Latest revision as of 17:19, 10 March 2023



Release:

4.6  •  5.0  •  5.1  •  5.2  •  5.3  •  5.4  •  6.0  •  6.1  •  6.2  •  6.3  •  6.4  •  6.5


MdTable(t, rows, cols,vars, type, defaultValue, valueColumn)

MdTable converts a 2D relational table, «t», indexed by «rows» and «cols», into an N-dimensional array result. It is analogous to PivotTable in Excel. It is the inverse of MdArrayToTable().

Suppose «cols» has N elements. In the standard case, the first N-1 elements contain the identifier of an index (or a Handle to an index), and the last column contains a numerical value (a "measure" in database terminology). It returns an array with N-1 dimensions, corresponding to the N-1 indexes. Each cell contains the sum (or other «type») over the numerical values for all rows of «t» whose values match the index values in first N-1 «cols». If the index values of a cell in the result array match no row in «t», the result cell contains «defaultValue» (default NULL).
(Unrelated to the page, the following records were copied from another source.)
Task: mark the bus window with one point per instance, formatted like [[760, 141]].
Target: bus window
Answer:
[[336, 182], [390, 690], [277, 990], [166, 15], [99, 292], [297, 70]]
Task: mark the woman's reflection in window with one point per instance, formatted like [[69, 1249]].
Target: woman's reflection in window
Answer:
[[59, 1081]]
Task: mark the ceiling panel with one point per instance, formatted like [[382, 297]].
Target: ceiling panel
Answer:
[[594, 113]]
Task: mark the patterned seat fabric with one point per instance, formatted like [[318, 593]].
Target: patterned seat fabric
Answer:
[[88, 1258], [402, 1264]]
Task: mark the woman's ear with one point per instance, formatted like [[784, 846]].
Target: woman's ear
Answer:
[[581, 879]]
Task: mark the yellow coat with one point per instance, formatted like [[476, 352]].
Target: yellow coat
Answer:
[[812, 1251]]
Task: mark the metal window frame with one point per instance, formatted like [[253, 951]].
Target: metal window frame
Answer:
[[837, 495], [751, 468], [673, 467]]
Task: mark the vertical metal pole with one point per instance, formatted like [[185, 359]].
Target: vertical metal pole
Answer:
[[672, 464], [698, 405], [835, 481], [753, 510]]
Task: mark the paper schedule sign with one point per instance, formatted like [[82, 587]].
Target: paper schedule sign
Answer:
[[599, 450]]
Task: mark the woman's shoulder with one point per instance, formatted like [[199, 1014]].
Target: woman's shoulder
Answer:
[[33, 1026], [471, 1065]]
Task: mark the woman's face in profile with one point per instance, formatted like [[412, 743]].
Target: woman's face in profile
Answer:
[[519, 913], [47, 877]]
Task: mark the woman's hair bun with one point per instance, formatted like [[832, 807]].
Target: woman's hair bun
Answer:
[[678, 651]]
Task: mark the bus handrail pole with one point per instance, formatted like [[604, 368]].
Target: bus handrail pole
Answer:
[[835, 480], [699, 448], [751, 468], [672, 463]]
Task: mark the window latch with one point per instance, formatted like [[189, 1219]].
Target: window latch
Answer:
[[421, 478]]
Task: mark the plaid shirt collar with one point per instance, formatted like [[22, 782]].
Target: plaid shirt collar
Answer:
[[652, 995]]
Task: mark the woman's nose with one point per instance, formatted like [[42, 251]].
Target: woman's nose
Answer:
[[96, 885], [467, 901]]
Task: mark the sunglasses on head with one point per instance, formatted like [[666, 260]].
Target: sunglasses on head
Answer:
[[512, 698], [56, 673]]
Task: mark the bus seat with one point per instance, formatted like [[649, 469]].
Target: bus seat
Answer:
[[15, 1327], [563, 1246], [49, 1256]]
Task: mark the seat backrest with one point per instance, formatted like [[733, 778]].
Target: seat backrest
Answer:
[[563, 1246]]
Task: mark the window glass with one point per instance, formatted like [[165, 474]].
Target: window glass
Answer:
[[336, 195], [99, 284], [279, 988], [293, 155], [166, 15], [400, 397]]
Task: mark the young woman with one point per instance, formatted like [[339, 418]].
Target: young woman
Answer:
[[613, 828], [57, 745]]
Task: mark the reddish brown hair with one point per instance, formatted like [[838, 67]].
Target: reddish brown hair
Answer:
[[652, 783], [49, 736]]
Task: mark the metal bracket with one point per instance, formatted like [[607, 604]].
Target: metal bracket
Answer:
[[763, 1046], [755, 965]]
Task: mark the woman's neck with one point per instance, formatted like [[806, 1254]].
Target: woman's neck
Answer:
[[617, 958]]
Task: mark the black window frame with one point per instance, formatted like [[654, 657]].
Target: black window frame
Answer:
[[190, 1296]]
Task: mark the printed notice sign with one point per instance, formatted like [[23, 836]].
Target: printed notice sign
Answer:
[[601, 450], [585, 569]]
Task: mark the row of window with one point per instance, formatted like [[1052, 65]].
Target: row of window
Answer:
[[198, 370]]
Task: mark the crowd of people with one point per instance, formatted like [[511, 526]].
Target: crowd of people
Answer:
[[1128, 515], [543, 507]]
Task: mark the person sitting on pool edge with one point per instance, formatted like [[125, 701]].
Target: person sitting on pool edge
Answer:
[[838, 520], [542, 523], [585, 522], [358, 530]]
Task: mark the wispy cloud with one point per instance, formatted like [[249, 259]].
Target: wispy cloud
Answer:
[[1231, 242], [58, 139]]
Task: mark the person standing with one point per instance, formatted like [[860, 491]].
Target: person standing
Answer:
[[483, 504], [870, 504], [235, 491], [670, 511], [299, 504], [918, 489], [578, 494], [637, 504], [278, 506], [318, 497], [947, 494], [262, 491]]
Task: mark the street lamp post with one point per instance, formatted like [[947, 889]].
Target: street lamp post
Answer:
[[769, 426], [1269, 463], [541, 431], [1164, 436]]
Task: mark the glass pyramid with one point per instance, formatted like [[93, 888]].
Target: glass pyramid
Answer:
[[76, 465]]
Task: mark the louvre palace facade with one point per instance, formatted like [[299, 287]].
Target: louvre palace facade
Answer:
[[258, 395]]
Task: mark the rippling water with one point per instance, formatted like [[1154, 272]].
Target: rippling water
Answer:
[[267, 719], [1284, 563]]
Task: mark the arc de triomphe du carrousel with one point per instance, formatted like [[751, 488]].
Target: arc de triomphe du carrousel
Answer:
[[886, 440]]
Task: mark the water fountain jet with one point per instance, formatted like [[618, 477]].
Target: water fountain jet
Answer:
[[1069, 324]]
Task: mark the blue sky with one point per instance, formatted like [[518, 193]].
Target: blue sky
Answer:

MdTable coordinate columns.png
Mpg ▶
Car_type ▼ 26 30 35
VW 2185 1705 Null
Honda 2330 Null 2210
BMW Null 2955 2835
A relational table on the left is the input to MdTable. The array on the right is the result.


If the values in the first N-1 «cols» are identifiers of or handles to the desired indexes, you can specify the list of identifers or handles to indexes in the optional parameters «vars». You may want to create indexes for some or all of them. You can use the Unique function to define each index as the unique set of values from the corresponding column. Or, you can let MdTable automatically create Local Indexes for any or all of these columns by specifying a textual name for the new index that starts with a dot (for example, '.I'). The dot prefix avoids possibly identifier collisions with existing or future global objects. The local index is set to the sorted unique values that appear in the corresponding column. Yet another option is to allow MdTable to define a global index for you corresponding to a given column. To do this, create the global index and set its definition to ComputedBy(X}, where X is the name of the variable containing the call to MdTable. If the call to MdTable is within a User-Defined Function, then X would be the variable that calls the UDF. When using this configuration, the «cols» element cannot be a Handle to the index (which introduces a disallowed dependency loop). When evaluated, MdTable will set the global index's IndexValue to the sorted unique values that occur in the corresponding column.

MdTable can also handle a relational table that has multiple values ("measure" columns) -- a "fact table" in database terminology. In this case, last M elements of the «cols» index contain these measures. And the first N-M columns contain the coordinates of the indexes. You specify «valueColumn» parameter as the index over last M value columns. Then the resulting array has N-M+1 indexes -- corresponding to the first N-M columns plus the «valueColumn» index.


Optional parameters

vars

If «Cols» already contains identifiers of (or handles to) the Index variables containing the unique values in each column, you can omit «vars». Otherwise, you should specify «vars» as a list of the identifiers or Handles to these indexes. You don't need to include the last column(s) in «vars», which it assumes contains the values. Each index in «vars» becomes an index of the result. If you want to refer to an existing local index, you must use a Handle, because text identifiers can only refer to a global variable. It's safer to use Handles for all the Indexes, so that the model won't break if someone changes the identifier of one of the Indexes. If you provide a textual index name, but the index does not exist, MdTable will create a local index with that name automatically.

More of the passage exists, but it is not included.